Christina Lu / BuzzFeed
Composer Erik Satie walked roughly 10 kilometers from Arcueil to Paris every morning. Saul Bellow rode his mountain bike. Novelist Haruki Murakami keeps a famously intense running schedule, which he described in the Paris Review :
When I'm in writing mode for a novel, I get up at four a.m. and work for five to six hours. In the afternoon, I run for ten kilometers or swim for fifteen hundred meters (or do both), then I read a bit and listen to some music. I go to bed at nine p.m. I keep to this routine every day without variation. The repetition itself becomes the important thing; it's a form of mesmerism. I mesmerize myself to reach a deeper state of mind.
Whether it lets the mind wander, improves mood, or functions as an important part of daily ritual, regular physical activity has been linked to improved creative thinking. In this 2013 study, athletes outperformed non-athletes in tests of both divergent thinking (coming up with many possible solutions to a problem) and convergent thinking (coming up with one solution to a problem).
OK, so it doesn't necessarily have to be a nap, but most creative people carve out time for relaxation. Take Vladimir Nabokov, who described to the New York Times a schedule that included a daily two-hour nap and 20-minute soak in a hot bath, or artist Joan Miró, who allowed himself just a five-minute nap after lunch. Naps have been shown to improve alertness and enhance right brain function (which is closely associated with creative activity), but if that's not your thing, meditation also works to increase creativity. This 2012 study found that people who practiced open-monitoring meditation (which avoids focus on any particular concept or object, and instead is receptive to all immediate thoughts and sensations) were better at generating new ideas. Think of it as a brain refresher.

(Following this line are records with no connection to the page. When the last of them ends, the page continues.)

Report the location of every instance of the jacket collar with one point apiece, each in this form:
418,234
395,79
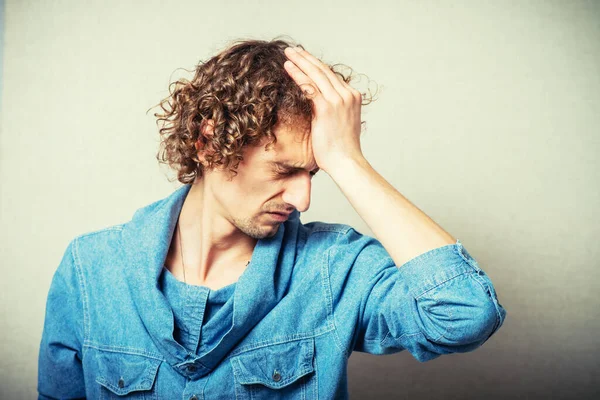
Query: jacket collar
145,243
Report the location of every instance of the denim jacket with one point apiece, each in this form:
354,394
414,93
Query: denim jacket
312,294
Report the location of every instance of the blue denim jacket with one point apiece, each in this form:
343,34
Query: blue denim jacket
312,294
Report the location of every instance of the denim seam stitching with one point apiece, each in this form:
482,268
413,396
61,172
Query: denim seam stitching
124,350
336,338
458,274
82,289
116,228
267,343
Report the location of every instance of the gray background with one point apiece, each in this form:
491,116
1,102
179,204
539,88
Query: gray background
487,119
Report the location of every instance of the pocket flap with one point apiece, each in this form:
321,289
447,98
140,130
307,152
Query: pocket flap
275,365
122,373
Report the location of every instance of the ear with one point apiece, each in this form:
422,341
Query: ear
206,128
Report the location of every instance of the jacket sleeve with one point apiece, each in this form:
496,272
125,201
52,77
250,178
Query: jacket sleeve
437,303
60,372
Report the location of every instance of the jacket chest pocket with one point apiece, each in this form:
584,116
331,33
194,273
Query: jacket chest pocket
126,376
277,371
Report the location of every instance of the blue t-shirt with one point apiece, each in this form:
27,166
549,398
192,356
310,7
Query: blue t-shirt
202,316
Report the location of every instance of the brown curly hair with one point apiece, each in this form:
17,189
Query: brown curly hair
246,91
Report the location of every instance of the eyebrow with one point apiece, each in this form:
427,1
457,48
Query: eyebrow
286,165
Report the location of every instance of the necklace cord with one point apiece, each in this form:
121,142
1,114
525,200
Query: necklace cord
181,252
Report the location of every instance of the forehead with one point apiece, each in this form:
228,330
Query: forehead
293,148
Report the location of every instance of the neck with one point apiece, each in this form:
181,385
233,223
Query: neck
212,245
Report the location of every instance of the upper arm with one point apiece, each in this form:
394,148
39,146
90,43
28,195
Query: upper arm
437,303
60,371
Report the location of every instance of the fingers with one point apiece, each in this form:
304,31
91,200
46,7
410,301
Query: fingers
305,68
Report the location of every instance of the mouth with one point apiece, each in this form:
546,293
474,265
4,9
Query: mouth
279,216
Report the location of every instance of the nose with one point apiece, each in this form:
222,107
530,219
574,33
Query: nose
297,191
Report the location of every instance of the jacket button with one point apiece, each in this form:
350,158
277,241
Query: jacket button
276,376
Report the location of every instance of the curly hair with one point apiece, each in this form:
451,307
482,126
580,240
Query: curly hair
247,92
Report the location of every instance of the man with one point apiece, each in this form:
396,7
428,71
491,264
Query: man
220,291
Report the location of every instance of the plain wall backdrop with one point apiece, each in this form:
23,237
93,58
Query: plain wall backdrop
488,119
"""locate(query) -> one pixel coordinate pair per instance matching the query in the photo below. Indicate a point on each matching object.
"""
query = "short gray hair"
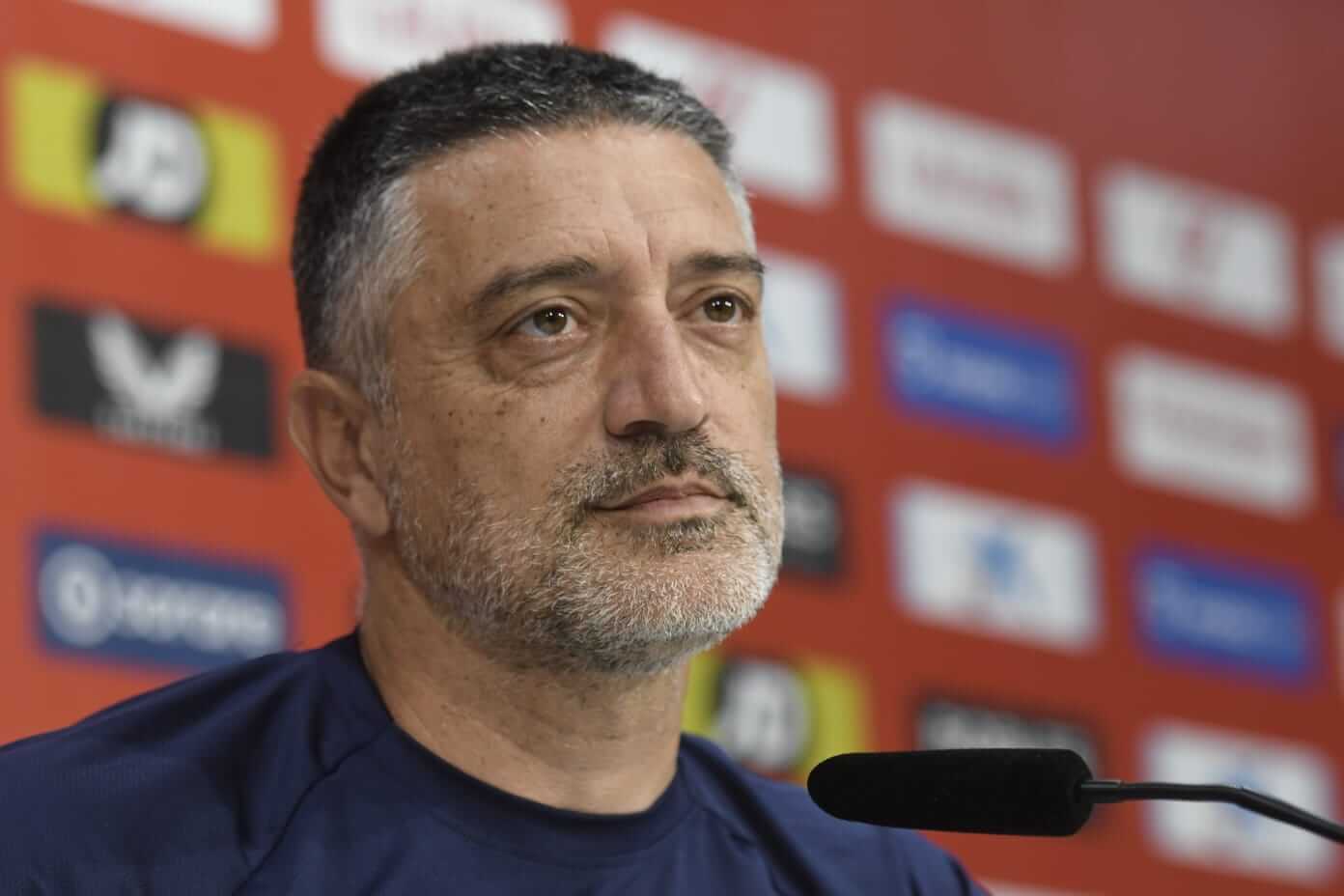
(356, 227)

A key component of making work you're proud of is knowing when to walk away from it. A lot of times, the best ideas come seemingly out of nowhere, when you've welcomed distraction and let your mind wander. Harvard University researcher and psychologist Shelley Carson writes about this all-important "incubation period" in her book The Creative Brain:
Often one potential but unhelpful solution may block your ability to think up other solutions while the unhelpful one is still fresh in your mind. The incubation period, however, allows you time to forget inappropriate solutions upon which you may have become fixated.

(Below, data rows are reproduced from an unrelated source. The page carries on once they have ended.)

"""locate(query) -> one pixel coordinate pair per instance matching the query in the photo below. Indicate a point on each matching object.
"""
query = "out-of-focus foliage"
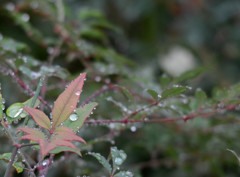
(137, 54)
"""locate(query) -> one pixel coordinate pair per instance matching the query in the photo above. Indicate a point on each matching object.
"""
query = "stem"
(99, 92)
(10, 163)
(8, 132)
(22, 84)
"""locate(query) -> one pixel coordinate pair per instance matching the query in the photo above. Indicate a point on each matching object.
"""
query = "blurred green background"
(133, 44)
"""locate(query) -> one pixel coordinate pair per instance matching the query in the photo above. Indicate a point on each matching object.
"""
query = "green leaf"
(76, 120)
(188, 75)
(164, 81)
(129, 95)
(93, 33)
(67, 101)
(153, 93)
(15, 112)
(235, 154)
(55, 71)
(172, 92)
(29, 102)
(11, 45)
(201, 97)
(118, 157)
(18, 166)
(39, 117)
(6, 156)
(124, 174)
(102, 160)
(32, 134)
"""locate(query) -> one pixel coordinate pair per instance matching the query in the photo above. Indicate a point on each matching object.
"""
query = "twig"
(23, 85)
(99, 92)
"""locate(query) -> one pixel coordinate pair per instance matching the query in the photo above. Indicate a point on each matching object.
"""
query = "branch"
(20, 82)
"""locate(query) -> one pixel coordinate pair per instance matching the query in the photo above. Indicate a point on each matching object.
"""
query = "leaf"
(18, 166)
(189, 75)
(32, 134)
(172, 92)
(128, 95)
(6, 156)
(82, 114)
(153, 93)
(16, 111)
(66, 134)
(102, 160)
(67, 101)
(39, 117)
(124, 174)
(235, 154)
(164, 81)
(201, 97)
(118, 157)
(29, 102)
(66, 149)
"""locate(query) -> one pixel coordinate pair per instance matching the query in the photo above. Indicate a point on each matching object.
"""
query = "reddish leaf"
(39, 117)
(32, 134)
(46, 147)
(82, 114)
(67, 101)
(67, 134)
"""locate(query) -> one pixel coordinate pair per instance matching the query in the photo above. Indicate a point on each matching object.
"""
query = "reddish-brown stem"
(22, 84)
(99, 92)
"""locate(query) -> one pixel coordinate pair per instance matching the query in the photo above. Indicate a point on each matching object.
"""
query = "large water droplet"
(18, 113)
(78, 93)
(118, 161)
(98, 79)
(44, 163)
(25, 17)
(133, 128)
(73, 117)
(10, 6)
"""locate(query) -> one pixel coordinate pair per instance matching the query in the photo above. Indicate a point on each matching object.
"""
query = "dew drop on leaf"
(133, 128)
(78, 93)
(73, 117)
(98, 79)
(25, 17)
(44, 163)
(118, 161)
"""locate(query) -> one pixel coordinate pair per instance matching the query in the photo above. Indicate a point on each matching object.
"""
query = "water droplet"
(45, 162)
(118, 161)
(129, 174)
(34, 4)
(133, 128)
(18, 113)
(10, 6)
(78, 93)
(112, 142)
(107, 81)
(3, 100)
(98, 79)
(73, 117)
(50, 50)
(25, 17)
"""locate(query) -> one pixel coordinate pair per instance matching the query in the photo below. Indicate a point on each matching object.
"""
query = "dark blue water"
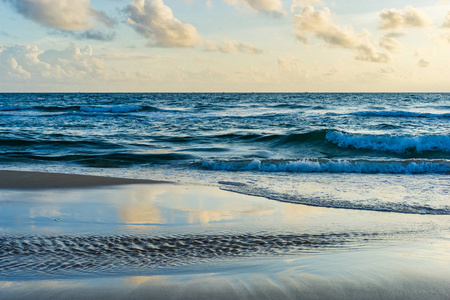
(362, 151)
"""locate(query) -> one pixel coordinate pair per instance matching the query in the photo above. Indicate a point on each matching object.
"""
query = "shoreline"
(138, 239)
(11, 179)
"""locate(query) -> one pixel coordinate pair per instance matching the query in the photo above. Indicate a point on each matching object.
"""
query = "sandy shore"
(40, 180)
(164, 241)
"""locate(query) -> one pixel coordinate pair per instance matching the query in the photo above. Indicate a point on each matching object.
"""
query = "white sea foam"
(111, 109)
(400, 113)
(389, 143)
(333, 166)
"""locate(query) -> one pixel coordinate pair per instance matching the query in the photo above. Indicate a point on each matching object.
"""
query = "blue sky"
(224, 45)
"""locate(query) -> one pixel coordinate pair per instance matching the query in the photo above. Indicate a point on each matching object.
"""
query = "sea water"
(380, 161)
(384, 152)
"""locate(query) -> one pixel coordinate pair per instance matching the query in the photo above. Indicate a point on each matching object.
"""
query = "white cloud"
(319, 24)
(446, 23)
(61, 14)
(232, 47)
(410, 17)
(423, 63)
(274, 7)
(28, 62)
(367, 52)
(298, 4)
(155, 21)
(391, 44)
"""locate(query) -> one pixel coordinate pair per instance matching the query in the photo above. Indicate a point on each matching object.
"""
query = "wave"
(400, 113)
(334, 166)
(85, 109)
(110, 160)
(389, 143)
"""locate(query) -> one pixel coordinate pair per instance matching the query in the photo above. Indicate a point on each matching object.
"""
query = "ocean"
(311, 196)
(367, 151)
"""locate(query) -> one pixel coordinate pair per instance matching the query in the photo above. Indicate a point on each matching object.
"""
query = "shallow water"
(160, 229)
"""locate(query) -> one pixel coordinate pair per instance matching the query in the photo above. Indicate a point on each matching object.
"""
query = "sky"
(224, 46)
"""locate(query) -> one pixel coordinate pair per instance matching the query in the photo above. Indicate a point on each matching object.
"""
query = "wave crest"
(334, 166)
(388, 143)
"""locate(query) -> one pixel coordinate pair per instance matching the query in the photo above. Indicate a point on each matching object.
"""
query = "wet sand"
(62, 240)
(41, 180)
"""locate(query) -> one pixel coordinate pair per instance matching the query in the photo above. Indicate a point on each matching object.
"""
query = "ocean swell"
(400, 113)
(389, 143)
(334, 166)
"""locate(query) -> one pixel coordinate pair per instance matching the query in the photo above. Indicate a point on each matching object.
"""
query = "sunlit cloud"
(299, 4)
(423, 63)
(231, 47)
(410, 17)
(446, 23)
(61, 14)
(273, 7)
(156, 22)
(390, 44)
(319, 24)
(366, 52)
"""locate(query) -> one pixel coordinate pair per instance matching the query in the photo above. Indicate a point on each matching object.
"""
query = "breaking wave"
(334, 166)
(389, 143)
(400, 113)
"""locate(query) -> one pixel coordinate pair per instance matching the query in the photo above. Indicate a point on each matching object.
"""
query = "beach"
(72, 236)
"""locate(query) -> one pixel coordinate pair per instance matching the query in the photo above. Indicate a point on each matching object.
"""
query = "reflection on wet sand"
(151, 205)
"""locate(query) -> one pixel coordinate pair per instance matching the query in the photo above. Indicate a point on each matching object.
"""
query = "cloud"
(423, 63)
(319, 24)
(232, 47)
(155, 21)
(446, 23)
(28, 62)
(366, 52)
(393, 19)
(65, 15)
(390, 44)
(298, 4)
(91, 35)
(273, 7)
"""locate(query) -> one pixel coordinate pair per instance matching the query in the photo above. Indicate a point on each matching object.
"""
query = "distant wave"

But you don't have to necessarily step away from a project to loosen up your mind, either. This 2012 study from University of Illinois at Urbana-Champaign suggests that moderate background noise (think the bustle of a coffee shop) offers enough of a distraction to trigger abstract thinking and the development of creative ideas. So, while you may be used to holing up in the quiet corner of your apartment, it's worth changing up the environment.